To understand how we react to a crisis, it’s useful to understand what goes on in your head. Your brain evolved in layers. The first, primitive, layer is sometimes known as your ‘fish brain’, the next, mammalian layer, is the ‘dog brain’, and finally you have the frontal lobes, which we know as your ‘human brain’.
Depending on how stressful you find a crisis, the first to stop is your ‘human brain’, having an impact on thinking and reflection. Your ‘dog brain’ takes over, wanting to retaliate and bite. And in a crisis where you feel you have no understanding or control of the outcome, you can enter the ‘fish brain’ state, which knows only to flee from danger.
Controlling a crisis
To solve a crisis, you need to be in control at a personal level. You need what was first described in the 1950s as ‘internal locus of control’. People attribute their chances of success or failure either to internal or external causes. Those with an internal locus of control hold themselves responsible for the outcomes of their actions. Most successful people possess an internal locus of control. Those with external locus of control blame circumstances or luck, and see themselves as victims.
People with internal locus of control still experience negative emotions: fear, sadness, agony, contempt, disgust or shame – it’s only human, and a healthy reaction to crisis situations. But these may produce negative behaviour, counter-productive to your success – and you do have control over your own behaviour.
What positive actions can you take?
When you focus on what you can directly influence, you feel motivated, positive and able to deal with things. What is in your circle of influence? At the very least, your thoughts, mood, actions, decisions and communication with others. Focus on these things first.
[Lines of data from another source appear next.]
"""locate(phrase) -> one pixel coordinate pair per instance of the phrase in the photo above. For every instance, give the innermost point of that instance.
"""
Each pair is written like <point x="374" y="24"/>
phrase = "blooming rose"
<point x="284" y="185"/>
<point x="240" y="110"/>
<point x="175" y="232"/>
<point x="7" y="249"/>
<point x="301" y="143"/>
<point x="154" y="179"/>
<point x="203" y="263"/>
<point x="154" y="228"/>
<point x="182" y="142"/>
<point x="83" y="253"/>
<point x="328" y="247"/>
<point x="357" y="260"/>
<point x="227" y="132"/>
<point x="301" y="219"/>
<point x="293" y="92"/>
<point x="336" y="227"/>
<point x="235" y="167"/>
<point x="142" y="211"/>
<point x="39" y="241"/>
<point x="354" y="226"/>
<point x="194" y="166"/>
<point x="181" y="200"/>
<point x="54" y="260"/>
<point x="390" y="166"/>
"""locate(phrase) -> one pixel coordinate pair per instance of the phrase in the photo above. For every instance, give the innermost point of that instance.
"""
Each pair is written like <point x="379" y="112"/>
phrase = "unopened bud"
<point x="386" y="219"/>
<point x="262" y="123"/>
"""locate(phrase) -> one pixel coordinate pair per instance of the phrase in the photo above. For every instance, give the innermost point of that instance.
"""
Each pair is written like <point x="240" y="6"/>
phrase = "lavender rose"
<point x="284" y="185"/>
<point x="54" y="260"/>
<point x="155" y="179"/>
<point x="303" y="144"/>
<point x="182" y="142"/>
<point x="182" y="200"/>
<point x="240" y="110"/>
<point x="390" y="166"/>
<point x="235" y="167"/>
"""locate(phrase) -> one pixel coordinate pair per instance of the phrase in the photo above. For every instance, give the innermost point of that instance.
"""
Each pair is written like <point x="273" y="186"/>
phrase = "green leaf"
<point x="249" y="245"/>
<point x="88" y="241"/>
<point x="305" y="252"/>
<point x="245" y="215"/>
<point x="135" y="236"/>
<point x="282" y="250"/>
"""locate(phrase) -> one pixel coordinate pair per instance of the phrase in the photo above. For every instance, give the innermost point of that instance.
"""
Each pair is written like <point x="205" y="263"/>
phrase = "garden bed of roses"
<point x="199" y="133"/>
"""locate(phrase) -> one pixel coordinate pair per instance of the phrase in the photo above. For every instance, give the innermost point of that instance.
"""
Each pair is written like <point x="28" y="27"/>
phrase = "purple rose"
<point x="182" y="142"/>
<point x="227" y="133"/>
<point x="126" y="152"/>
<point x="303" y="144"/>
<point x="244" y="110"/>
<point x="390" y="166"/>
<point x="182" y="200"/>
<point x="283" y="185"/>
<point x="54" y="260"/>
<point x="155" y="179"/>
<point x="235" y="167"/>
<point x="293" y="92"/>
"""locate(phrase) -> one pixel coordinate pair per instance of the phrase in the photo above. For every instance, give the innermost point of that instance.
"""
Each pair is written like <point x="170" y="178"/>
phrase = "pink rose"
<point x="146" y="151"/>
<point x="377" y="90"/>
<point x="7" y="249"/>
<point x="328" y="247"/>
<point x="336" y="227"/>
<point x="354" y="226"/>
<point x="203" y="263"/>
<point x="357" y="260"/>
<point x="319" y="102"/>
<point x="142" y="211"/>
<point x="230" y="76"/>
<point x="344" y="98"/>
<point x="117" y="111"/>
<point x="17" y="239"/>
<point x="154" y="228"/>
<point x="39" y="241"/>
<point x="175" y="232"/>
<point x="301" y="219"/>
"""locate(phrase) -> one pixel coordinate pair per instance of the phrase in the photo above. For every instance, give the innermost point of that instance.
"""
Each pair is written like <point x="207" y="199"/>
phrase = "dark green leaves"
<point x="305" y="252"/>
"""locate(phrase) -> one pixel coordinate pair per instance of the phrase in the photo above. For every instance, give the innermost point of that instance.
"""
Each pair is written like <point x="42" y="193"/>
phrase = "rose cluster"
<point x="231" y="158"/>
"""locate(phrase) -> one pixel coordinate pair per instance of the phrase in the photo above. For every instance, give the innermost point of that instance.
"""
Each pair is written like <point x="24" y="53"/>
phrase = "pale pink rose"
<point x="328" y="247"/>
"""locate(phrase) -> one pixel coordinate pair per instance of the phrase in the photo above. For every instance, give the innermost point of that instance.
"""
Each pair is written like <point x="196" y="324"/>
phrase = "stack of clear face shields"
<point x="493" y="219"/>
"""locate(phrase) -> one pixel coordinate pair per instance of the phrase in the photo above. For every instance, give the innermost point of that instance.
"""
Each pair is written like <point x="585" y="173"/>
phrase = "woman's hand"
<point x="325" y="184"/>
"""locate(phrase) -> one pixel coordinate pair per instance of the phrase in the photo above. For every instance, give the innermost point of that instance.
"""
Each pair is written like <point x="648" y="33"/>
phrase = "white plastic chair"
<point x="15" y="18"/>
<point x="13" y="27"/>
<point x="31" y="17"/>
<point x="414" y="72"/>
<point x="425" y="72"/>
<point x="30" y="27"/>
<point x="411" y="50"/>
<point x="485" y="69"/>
When you focus on your ‘circle of concern’, which you have no influence over – the state of the economy, pronouncements of the media, and so on, you get demoralised and find it difficult to have the enthusiasm to do anything. If you really believe you’re operating in a crisis, you’ll only have three options: fight, freeze or flee!
Choose not to panic
In Buddhism they say, “don’t just do something, sit there!” – an interesting point. Remain still until you have a grip of what you are facing. Explore and challenge your perceptions and what is really in your circle of influence. Remember, if you do nothing then others around you may perceive you as being passive, even though you have made a reflective choice. If you choose to ‘freeze frame’, let people know what you’re doing and give them a timeline.
Can you leave a crisis situation and still be regarded as responsible, not as having ‘fled’? If the situation is a lost cause or you can’t do something productive, exit is a good option. However, communicate this to people concerned. Remember it’s easy to lose friends – and you’ll need your friends’ support to stay the course.
Survive and thrive
But even if everybody’s right at the moment, and we really are confronting a ‘crisis’, remember people who survive and even thrive during hard times are those who challenge their own perceptions and beliefs, and do the work they need to do to stay in control – of themselves!